Гуль возмущен: «В русском обществе до революции была как раз обратная тенденция — вечной оппозиции к власти вообще».
Белинков характеризует дореволюционную эпоху: «В то время еще не все народонаселение России состояло из рабов, льстецов, дрожащих от страха прохвостов и звероподобных душителей».
Гуль вступается за нынешние времена: «Вот характеристика всего народонаселения. Неужели вы думаете, что она может быть для кого-то убедительна?»
Прошло ровно сорок лет. Срок для истории незначительный, но, казалось бы, достаточный для расстановки акцентов. Между тем чтение этих ремарок способно не на шутку озадачить современного читателя: кто прав? Получается, что оба. Были великие реформы Александра II, но зачеркнул их не Белинков, а самая их половинчатость: свободы оказалось недостаточно для полноценной революции сверху, но достаточно для общественного подъема, не нашедшего выхода и переродившегося в террор. Льстецов, прохвостов и душителей, как выяснилось, хватало не только среди сатрапов, но и среди их противников: борец против самодержавия Нечаев был предтечей как раз того звероподобия, от которого столько натерпелся Белинков. И главное: русское общество в самом деле было в оппозиции к власти вообще, однако это не мешало ему в полном составе «готовно и решительно идти навстречу»: антиправительственные настроения 1862 года с волшебной легкостью сменялись патриотическим взрывом 1863-го и воплями о необходимости жестоко подавить новое польское восстание; вопли эти исходили не только от лояльной, но и от вполне прогрессивной интеллигенции, и Герцен со своими протестами остался в полном одиночестве.

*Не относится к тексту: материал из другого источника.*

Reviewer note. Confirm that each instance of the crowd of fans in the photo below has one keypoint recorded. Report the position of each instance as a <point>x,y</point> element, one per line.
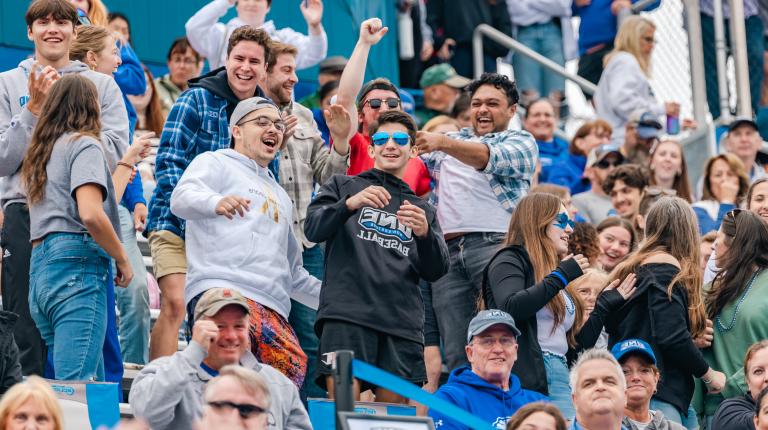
<point>585,284</point>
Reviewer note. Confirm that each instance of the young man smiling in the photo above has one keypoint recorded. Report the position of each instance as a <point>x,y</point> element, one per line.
<point>255,250</point>
<point>373,221</point>
<point>51,26</point>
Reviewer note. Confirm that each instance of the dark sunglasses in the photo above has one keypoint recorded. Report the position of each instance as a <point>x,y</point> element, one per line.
<point>376,103</point>
<point>382,137</point>
<point>265,122</point>
<point>245,410</point>
<point>82,18</point>
<point>563,221</point>
<point>655,191</point>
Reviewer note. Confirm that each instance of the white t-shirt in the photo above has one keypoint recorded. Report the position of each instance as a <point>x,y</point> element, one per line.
<point>557,342</point>
<point>467,202</point>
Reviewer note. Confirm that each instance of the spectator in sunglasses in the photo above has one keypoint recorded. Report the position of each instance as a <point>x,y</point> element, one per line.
<point>371,221</point>
<point>594,205</point>
<point>373,98</point>
<point>166,393</point>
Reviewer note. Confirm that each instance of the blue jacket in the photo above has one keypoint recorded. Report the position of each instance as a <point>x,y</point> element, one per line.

Продолжающиеся который год споры об истинной природе русского общества, из-за которых случился не один инфаркт и сломалась не одна карьера, напоминают дискуссии слепцов о слоне: змея! — нет, лопух! Вся штука, весь феномен русского общества, одинаково дорогого Герцену и Чернышевскому, Гулю и Белинкову, думаю даже, что Лимонову и Леонтьеву, да не посетуют на меня оба за помещение их имен в единый контекст, в том и состоит, что это общество ВСЕГДА недовольно текущим положением дел, но ВСЕГДА же будет делать все возможное для его поддержания, ибо при всех своих безусловных минусах именно это положение — как в либеральные, так и в контрреформистские эпохи — является единственным условием существования этого самого общества. То есть кулик, живущий на болоте, вовсе не обязан его хвалить, но при первых попытках мелиорации он поднимает вселенский хай, поскольку нигде больше выжить не может. И это касается не только интеллигенции — якобы уникальной прослойки, невозможной нигде, кроме Отечества, — а и такой армии, и такого чиновничества, и творцов, и пролетариата. Если вдуматься, перестроить Россию элементарно — достаточно довести до конца хотя бы один проект, европейский или азиатский (иногда становится безразлично какой — лишь бы до окончательного оформления); велик шанс, что тогда у нас наконец будет нормальная армия, власть, промышленность… но не русская, вот в чем беда. А утратить идентичность для нас гораздо страшней, чем мириться с отсутствием комфорта.